Pure tone thresholds at ten different frequencies define the audiogram. Changes in the audiograms then show deviations from normal hearing. A multivariate version of the analysis of variance is therefore essential to determine whether the entire set of means of thresholds is different from one group to the next. Dependencies can be seen in the grouped plot matrix (Supplemental Figs. 1 and 2) generated with the MATLAB command gplotmatrix(x,[],group); ‘x’ denotes the groups, and ‘group’ the grouping variable. The MANOVA was performed with the MATLAB command [d,p,stats] = manova1(x,group); ‘x’ denotes the groups, ‘group’ the grouping variable, ‘d’ is an estimate of the dimension of the space containing the group means, ‘p’ is a vector of p-values testing whether the means lie in a space of dimension 0, 1, and so on. The command also returns ‘stats’, a structure with additional MANOVA results. The largest possible dimension is either the dimension of the space or one less than the number of groups. If the i-th p-value is near zero, it indicates that the group means do not lie on a space of i-1 dimensions. The choice of a critical p-value is specified by the value of the input argument alpha (0.05 or 0.01). For our data, p = 2.26*10–6 for the data from the left and p = 3.0*10–12 for the right side; the estimated dimension is 1 for each side, indicating that the data align along a line and are statistically different.

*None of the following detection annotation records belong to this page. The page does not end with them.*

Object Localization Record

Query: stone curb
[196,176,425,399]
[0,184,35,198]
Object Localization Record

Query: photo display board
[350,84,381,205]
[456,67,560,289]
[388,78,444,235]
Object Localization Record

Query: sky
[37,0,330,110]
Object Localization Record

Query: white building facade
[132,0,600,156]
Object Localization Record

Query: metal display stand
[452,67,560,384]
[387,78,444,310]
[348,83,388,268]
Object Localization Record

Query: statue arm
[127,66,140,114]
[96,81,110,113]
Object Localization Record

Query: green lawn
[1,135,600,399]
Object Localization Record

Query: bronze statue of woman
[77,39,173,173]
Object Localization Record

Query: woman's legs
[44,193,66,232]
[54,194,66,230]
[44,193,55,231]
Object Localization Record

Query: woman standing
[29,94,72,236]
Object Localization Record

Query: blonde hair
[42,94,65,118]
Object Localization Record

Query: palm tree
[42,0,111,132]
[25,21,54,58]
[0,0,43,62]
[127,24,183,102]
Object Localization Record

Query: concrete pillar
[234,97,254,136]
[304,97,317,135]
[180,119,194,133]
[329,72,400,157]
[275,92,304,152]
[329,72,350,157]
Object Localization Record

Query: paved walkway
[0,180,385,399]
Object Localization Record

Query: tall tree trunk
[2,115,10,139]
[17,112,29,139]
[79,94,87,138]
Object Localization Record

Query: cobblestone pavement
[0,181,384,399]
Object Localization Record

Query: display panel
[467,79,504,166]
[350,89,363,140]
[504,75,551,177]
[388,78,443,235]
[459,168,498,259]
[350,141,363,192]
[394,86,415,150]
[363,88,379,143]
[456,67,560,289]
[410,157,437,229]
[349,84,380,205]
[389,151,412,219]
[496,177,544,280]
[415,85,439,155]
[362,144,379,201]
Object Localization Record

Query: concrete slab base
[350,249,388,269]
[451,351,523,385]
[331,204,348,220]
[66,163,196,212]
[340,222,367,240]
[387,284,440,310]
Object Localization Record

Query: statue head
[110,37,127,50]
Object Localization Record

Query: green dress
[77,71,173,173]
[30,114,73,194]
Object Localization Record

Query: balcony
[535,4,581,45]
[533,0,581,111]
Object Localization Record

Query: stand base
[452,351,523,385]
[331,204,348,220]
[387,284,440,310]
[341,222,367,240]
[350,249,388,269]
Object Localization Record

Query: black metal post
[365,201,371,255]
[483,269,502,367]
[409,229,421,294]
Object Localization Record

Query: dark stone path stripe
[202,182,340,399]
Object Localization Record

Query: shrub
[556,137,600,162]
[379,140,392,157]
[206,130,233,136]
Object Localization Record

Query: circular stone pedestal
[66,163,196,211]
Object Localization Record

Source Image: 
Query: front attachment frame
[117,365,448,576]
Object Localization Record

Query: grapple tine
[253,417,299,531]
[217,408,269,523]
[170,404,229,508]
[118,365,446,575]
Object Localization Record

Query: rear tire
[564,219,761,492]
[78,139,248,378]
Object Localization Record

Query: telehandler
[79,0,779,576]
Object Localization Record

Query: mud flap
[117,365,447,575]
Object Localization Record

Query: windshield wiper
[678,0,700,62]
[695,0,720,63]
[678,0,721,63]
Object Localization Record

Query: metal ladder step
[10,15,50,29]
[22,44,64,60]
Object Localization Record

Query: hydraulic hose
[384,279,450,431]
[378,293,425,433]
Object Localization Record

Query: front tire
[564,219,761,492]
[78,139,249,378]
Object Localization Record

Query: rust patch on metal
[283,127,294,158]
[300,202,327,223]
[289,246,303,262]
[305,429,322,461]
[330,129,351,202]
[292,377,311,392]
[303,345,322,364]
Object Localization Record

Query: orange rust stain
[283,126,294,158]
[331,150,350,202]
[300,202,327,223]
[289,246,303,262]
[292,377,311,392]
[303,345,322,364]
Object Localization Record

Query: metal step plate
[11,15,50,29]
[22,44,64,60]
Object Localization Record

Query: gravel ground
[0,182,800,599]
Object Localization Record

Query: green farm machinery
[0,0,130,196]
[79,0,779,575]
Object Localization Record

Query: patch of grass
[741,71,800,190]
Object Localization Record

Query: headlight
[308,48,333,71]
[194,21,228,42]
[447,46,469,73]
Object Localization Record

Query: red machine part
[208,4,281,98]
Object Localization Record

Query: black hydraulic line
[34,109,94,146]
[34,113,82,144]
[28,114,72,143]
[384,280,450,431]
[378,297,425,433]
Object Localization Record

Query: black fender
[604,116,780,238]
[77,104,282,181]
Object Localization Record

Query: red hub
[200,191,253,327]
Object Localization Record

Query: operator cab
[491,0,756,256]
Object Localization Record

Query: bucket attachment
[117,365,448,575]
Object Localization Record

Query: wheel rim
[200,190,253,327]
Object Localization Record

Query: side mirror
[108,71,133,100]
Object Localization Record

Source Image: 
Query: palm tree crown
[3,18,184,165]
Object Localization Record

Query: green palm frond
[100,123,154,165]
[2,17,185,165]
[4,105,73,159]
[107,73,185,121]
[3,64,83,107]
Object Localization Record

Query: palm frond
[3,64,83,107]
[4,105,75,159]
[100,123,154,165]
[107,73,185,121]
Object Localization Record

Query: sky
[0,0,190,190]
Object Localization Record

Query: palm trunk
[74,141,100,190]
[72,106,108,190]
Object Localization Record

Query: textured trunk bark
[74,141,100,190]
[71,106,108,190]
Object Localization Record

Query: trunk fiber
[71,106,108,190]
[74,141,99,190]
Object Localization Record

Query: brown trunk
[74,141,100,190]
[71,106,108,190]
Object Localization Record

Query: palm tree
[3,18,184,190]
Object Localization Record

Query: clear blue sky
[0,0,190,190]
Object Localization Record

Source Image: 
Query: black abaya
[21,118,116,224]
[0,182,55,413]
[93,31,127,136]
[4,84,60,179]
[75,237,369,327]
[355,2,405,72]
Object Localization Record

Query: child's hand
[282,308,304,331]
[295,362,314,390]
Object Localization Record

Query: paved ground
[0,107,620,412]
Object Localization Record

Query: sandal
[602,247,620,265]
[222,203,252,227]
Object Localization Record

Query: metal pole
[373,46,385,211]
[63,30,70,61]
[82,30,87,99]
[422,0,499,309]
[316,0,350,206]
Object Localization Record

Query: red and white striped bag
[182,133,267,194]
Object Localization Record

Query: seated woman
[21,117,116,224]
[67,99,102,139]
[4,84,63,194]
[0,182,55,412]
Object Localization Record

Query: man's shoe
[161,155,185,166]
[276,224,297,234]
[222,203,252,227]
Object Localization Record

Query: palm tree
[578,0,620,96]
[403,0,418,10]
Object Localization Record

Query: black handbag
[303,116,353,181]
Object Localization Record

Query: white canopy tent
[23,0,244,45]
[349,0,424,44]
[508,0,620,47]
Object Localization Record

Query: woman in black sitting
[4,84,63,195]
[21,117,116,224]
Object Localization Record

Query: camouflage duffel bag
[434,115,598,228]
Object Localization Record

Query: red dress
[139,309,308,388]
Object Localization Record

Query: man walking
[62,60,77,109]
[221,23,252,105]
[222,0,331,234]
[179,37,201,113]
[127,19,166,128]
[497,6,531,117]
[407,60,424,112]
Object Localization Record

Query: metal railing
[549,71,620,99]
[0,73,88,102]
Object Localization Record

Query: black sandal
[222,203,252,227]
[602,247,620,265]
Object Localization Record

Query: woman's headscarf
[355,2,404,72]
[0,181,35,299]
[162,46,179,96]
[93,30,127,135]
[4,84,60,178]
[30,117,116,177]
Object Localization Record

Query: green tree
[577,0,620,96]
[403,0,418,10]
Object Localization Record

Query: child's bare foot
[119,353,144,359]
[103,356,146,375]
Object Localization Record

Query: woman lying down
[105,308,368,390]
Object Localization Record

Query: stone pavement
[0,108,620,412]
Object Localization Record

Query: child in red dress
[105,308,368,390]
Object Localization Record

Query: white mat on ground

Credible interval analysis

A credible interval analysis was performed where the interval of interest was defined as the average difference at each frequency + /- 10 dB. The proportion of the probability distribution within the interval, assuming normality, was computed by integrating the posterior probability estimate between the interval values. This provided an estimate for the probability of future samples expected to be within 10 dB HL of the audiogram frequency.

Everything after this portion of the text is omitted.